"Indonesia memulai ekonomi syariah tahun 1991 dengan berdirinya bank syariah pertama, Bank Mualamat. Sementara Malaysia mulai sejak 1963. Namun Alhamdulillah jasa keuangan syariah terus tumbuh, bahkan di tengah pandemi," kata Erick dalam webinar Era Baru Pembiayaan Syariah di Indonesia, Rabu, 17 Maret 2021.
Menteri Badan Usaha Milik Negara (BUMN) ini mengatakan, pertumbuhan pesat di tengah pandemi dibuktikan dari berbagai aspek. Pada 2020, aset perbankan syariah meningkat sebesar 10,9 persen, di atas pertumbuhan aset perbankan konvensional yang sebesar 7,7 persen.

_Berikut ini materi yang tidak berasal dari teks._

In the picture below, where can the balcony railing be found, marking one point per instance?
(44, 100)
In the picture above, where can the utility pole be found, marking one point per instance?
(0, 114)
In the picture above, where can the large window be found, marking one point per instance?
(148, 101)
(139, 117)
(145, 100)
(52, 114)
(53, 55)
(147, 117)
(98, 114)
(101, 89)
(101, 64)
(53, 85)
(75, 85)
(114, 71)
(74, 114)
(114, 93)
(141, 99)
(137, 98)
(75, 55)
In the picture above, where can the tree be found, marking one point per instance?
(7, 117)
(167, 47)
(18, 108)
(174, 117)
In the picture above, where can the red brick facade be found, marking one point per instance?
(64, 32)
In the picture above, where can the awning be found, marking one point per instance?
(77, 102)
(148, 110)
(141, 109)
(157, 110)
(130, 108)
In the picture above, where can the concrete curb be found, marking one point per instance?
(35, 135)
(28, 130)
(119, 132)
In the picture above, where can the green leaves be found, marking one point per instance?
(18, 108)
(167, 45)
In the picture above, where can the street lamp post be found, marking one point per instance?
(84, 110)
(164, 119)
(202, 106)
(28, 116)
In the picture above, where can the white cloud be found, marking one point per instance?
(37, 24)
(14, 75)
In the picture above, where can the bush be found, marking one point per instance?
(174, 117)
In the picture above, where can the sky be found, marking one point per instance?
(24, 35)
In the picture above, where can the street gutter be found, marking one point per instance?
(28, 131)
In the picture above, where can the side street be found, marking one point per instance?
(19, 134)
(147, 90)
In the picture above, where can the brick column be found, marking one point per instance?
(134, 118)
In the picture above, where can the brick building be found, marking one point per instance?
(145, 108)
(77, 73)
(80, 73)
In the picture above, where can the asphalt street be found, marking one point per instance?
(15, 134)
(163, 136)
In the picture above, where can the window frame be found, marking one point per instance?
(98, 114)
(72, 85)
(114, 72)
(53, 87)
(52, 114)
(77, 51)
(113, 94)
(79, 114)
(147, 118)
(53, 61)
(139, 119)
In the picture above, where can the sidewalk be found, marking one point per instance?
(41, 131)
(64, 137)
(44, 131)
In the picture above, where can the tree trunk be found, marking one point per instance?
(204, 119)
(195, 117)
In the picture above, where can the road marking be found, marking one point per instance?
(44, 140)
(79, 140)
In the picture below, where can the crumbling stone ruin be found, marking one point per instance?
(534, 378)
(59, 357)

Kemudian dana pihak ketiga (DPK) meningkat 11,56 persen, unggul tipis dari pertumbuhan DPK perbankan konvensional yang sebesar 11,49 persen.
Dari sisi pembiayaan, perbankan syariah mencatat pertumbuhan sebesar 9,42 persen, jauh di atas perbankan konvensional yang hanya 0,55 persen. Selain itu, dari sisi market share pasar modal telah mencapai 17,39 persen.
Demikian juga dengan perkembangan jumlah koperasi simpan pinjam dan pembiayaan syariah yang telah mencapai 4115 unit dan koperasi jasa keuangan sebanyak 75 unit yang membantu dan membina Usaha Mikro Kecil dan Menengah (UMKM) di seluruh Indonesia.
Erick mengatakan dengan kehadiran Bank Syariah Indonesia (BSI) hasil merger antara Bank Syariah Mandiri, BRI Syariah, dan BNI Syariah yang diresmikan pada Februari lalu diharapkan akan makin meningkatkan potensi sektor jasa keuangan syariah Indonesia.
Lebih lanjut, Erick menambahkan, hasil penggabungan tiga perbankan syariah anak usaha BUMN ini membuat Bank Syariah Indonesia memiliki aset lebih Rp240 triliun dan ditargetkan masuk ke dalam 10 besar jajaran bank syariah terbesar di dunia.
"Ini dimaksudkan agar kita memiliki bank syariah yang kuat, profesional dan bisa memenuhi kebutuhan industri halal di Indonesia dan tentunya akan meningkatkan kapasitas lembaga keuangan syariah," jelas Erick.